The project aims to de-congest the national highways by analyzing the road traffic from three different toll plazas. Each highway is operated by a different toll operator with a different IT setup that uses different file formats. My job is to collect data available in different formats and consolidate it into a single file.


In this project I will author an Apache Airflow DAG that will:

  • Extract data from a CSV file.
  • Extract data from a tsv file.
  • Extract data from a fixed width file.
  • Transform the data.
  • Load the transformed data into the staging area.

Task 1.1 - Define DAG arguments

Parameter Value
owner Raphael Malims
start_date today
email [email protected]
email_on_failure True
email_on_retry True
retries 1
retry_delay 5 minutes

Task 1.2 - Define the DAG

Parameter Value
DAG id ETL_toll_data
Schedule Daily once
defualt_args default_args
description Highway Toll Data Using Airflow

Task 1.3 - Task to download data

Create a task that will download the traffic data from data-source: ( and stored into the directory ~ Zen/Airflow-ETL_Toll_Data

Task 1.4 - Task to unzip data

Uncompress the downloaded data into the destination directory.~/Zen/Airflow-ETL_Toll_Data

Task 1.5 - Task to extract data from CSV file

This task should extract the fields Rowid,Timestamp,Anonymized Vehicle number,vehicle type from vehicle-data.csv and save them into a file name csv_data.csv .

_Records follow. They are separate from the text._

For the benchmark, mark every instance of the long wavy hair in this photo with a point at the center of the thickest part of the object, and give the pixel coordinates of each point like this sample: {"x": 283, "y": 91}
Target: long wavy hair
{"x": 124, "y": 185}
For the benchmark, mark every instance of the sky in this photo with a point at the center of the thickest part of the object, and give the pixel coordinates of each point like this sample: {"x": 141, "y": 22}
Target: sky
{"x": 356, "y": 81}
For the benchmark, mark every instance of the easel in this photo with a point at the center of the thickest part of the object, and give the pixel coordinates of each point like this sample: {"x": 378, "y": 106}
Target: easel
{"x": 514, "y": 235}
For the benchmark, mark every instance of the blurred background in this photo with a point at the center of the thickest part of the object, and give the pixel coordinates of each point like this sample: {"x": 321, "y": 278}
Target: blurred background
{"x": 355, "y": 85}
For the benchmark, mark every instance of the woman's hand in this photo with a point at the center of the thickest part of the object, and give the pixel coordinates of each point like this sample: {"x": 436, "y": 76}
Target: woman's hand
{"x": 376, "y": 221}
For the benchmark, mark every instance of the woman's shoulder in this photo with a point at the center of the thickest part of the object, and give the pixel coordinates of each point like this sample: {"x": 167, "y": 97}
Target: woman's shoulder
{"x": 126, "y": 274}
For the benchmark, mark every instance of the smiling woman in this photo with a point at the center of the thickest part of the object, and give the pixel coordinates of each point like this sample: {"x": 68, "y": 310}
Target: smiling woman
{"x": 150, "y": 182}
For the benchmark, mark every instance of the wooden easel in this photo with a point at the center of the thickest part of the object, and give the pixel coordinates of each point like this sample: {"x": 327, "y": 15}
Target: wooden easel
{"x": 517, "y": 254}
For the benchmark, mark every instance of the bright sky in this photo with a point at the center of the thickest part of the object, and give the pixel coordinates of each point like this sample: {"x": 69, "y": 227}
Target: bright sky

Task 1.6 - Task to extract data from tsv file

This task should extract the fields Number of axles, Tollplaza id, Tollplaza code from tollplaza-data.tsv file and save it into a file name tsv_data.csv .

Task 1.7 - Task to extract data from fixed width file

This task should extract the fields Type of Payment code,Vehicle Code from the fixed width file payment-data.txt and save it into a file named fixed_width_data.csv.

Task 1.8 - Task to Consolidate data extracted from previous tasks

This task should create a single csv file names extracted-data.csv by combining data from:

  • csv_data.csv
  • tsv_data.csv
  • fixed_width_data.csv

The final csv file should use the fields in the order given below:

RowidTimestampAnonymized Vehicle numberVehicle typeNumber of axlesTollplaza idTollplaza codeType of Payment code, and Vehicle Code .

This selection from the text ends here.